My voice didn’t work right. Health and energy bars were lined with static, like watching a television show through visual scramblers. Moments of clarity showed a [Repair]ing status and almost empty health bar slowly recovering. Treasure sat nearby, trying to funnel our emergency life raft into [Mechanoid] body parts.
“Can you hear me?” she said at least four times.
“Yes.” I felt relief as audio stopped sounding scratchy. “Did we all make it?”
“Affirmative, Unit Hermes.” Jeeves nodded.
I tried to move one arm, but it felt asleep. My legs weren’t responding, but the [Repair] process helped. Warmth wormed a trail down both limbs. The lines of green and iron that laced my being were coming together into a solid line.
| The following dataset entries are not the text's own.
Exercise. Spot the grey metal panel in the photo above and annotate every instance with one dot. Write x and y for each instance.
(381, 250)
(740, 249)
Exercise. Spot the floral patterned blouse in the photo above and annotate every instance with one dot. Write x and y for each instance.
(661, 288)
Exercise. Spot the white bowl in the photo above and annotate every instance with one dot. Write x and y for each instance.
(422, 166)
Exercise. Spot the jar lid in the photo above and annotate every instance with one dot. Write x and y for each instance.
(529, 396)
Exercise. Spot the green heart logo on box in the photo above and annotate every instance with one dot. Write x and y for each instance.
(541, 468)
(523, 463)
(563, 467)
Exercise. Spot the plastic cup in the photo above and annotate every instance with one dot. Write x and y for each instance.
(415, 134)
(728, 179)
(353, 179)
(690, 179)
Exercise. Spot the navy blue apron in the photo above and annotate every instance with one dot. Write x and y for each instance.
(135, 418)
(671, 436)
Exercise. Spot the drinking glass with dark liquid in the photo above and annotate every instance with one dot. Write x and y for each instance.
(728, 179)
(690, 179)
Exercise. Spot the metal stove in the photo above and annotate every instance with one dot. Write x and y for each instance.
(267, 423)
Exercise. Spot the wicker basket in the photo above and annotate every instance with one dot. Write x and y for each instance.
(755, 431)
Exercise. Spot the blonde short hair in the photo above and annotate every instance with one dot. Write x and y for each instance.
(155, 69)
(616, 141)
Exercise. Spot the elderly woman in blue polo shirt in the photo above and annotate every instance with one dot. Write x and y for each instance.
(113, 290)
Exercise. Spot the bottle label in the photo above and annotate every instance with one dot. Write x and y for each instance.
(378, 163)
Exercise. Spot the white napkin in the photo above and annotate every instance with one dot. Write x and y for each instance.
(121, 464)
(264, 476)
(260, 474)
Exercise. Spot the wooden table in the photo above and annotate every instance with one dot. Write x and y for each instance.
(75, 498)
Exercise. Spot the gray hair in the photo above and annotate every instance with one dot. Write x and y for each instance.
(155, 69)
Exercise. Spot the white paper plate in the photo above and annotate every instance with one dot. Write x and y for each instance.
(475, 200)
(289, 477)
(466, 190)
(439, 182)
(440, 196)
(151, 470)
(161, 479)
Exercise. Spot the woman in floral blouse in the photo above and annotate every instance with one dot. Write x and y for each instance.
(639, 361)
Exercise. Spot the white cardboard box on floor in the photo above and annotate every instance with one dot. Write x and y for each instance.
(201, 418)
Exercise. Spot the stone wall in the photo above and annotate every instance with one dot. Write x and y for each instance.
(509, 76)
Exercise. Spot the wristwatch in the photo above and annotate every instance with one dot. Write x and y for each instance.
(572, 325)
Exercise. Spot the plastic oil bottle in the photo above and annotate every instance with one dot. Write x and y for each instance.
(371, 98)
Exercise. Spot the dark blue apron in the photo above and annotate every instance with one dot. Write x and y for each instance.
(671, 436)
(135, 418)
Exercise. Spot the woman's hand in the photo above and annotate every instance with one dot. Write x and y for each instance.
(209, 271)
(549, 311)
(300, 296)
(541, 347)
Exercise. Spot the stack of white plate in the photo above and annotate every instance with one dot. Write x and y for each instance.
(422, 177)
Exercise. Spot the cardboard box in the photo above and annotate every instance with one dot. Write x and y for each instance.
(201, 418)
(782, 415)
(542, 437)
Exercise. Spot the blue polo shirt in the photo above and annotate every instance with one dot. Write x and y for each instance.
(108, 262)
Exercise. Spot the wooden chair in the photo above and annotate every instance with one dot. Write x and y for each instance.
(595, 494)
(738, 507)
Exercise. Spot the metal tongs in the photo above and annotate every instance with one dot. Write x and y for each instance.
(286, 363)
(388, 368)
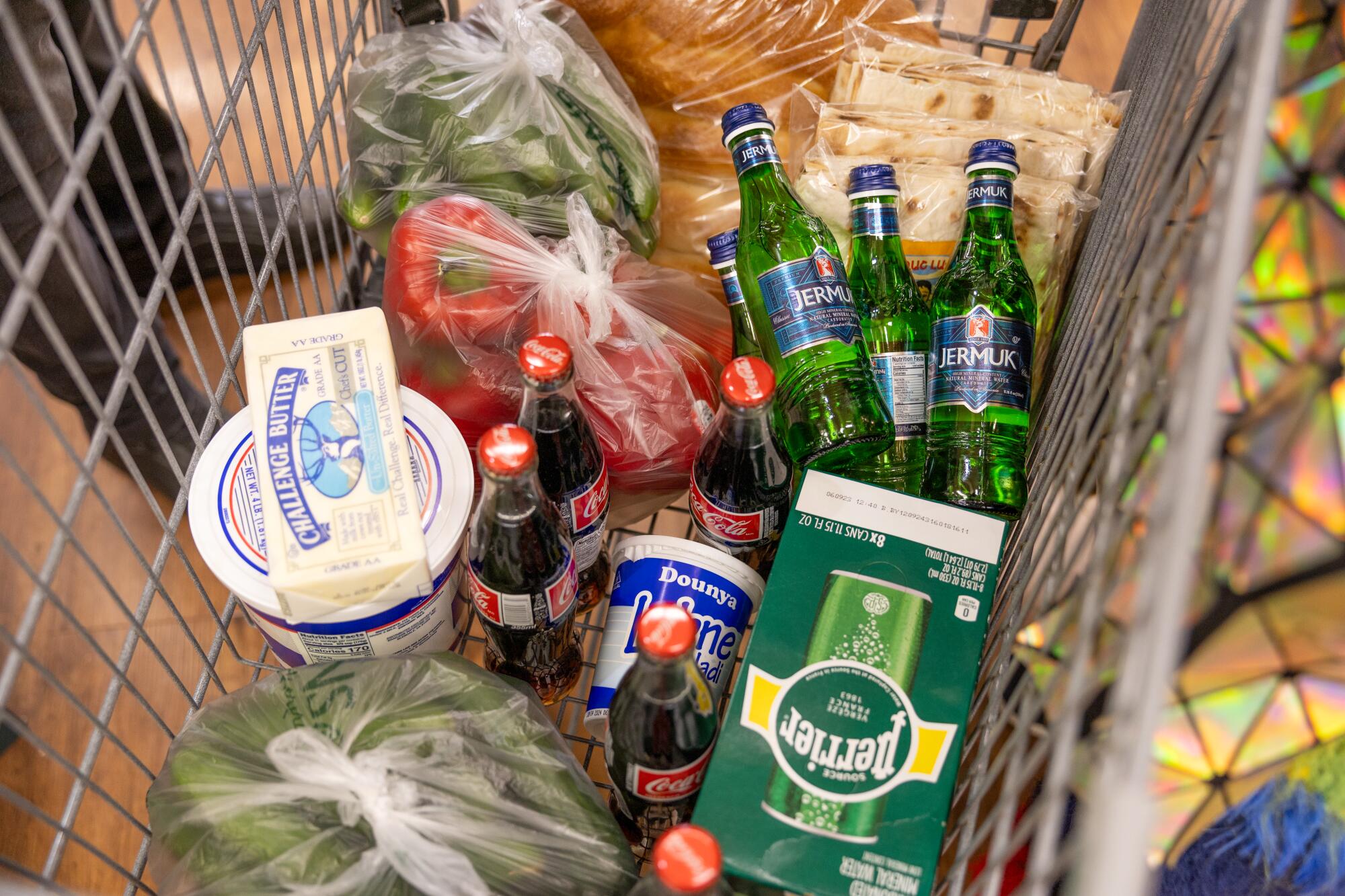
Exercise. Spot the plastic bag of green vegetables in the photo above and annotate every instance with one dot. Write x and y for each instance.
(517, 106)
(384, 776)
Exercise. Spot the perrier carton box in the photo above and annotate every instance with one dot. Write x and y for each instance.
(835, 768)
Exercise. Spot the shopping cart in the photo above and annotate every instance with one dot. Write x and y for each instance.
(114, 633)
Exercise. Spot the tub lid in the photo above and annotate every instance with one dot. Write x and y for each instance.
(225, 512)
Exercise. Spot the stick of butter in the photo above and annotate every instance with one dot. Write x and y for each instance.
(337, 493)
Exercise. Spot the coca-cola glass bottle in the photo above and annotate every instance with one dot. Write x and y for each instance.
(687, 862)
(740, 482)
(571, 462)
(662, 725)
(521, 571)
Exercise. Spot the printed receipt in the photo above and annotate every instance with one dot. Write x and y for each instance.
(337, 493)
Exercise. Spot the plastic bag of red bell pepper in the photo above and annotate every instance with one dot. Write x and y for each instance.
(466, 286)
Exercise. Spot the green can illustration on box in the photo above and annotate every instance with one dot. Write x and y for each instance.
(840, 755)
(835, 767)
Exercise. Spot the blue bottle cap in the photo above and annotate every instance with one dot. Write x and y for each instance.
(723, 247)
(747, 116)
(993, 154)
(874, 181)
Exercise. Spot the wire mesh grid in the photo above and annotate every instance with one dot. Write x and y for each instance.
(128, 216)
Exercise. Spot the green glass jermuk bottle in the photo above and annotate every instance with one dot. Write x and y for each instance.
(985, 318)
(895, 319)
(829, 411)
(724, 248)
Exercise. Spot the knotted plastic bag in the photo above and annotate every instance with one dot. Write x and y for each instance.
(517, 106)
(387, 776)
(466, 287)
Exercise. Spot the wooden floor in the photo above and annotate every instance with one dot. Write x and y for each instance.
(116, 533)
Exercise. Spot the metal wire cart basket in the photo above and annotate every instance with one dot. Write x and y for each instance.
(112, 633)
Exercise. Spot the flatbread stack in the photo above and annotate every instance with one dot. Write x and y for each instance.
(1047, 220)
(871, 131)
(910, 77)
(689, 61)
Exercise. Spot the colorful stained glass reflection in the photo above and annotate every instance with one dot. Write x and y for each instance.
(1264, 681)
(1262, 686)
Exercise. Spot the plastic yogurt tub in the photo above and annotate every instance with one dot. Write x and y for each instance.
(225, 514)
(722, 592)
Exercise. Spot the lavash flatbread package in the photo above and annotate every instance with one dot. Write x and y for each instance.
(896, 75)
(689, 61)
(853, 130)
(931, 208)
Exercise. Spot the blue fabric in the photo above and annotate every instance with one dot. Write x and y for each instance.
(1281, 841)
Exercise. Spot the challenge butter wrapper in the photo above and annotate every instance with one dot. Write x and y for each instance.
(836, 763)
(337, 490)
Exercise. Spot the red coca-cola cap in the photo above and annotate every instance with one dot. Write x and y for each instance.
(747, 382)
(506, 450)
(688, 858)
(665, 631)
(545, 357)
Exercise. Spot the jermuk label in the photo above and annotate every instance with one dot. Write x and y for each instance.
(755, 151)
(875, 220)
(980, 361)
(991, 192)
(810, 303)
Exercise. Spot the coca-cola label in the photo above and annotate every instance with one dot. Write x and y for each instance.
(588, 503)
(727, 526)
(666, 784)
(584, 510)
(516, 611)
(562, 592)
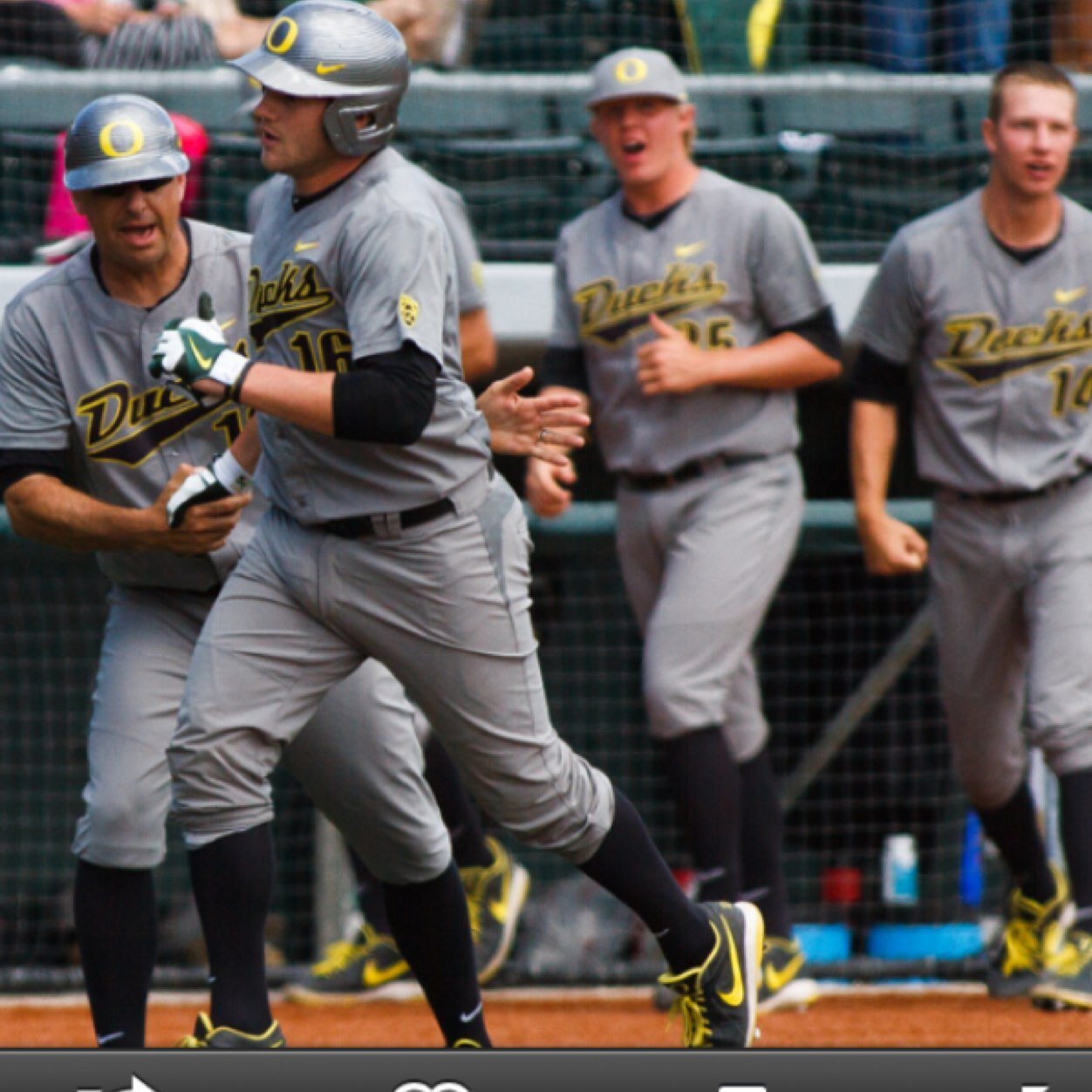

“We must recover, even a little, then proceed down the path with haste,” Treasure said. Her body was undergoing a similar recovery process.
As my visual interface cleared, it became obvious how badly the other two were hurt. Using my body as a buffer hadn’t saved them. Part of me wondered why our ship couldn’t have just landed rapidly, but a damaged wing had probably screwed up the descent.
Maybe it had something to do with the gravity.
“Dusk? Did Dusk make it?” I asked, trying to complete my mental inventory. The little guy must be around somewhere—he always was. I didn’t think he had ever actually died on me, but that fall was huge and the creature had no wings in this game. I felt as though our chances at success were slipping.
“I have not seen your companion, Unit Hermes,” said Jeeves, the butler voice coming out on top.
My eyes closed. Where had the [Messenger’s Pet] ended up? I didn’t know how to figure out an answer, but usually, Dusk could take care of himself. I hoped.
“Ahead. The Mistborn should be about two miles down the path,” the female [Mechanoid] said. Her hand pointed to my left.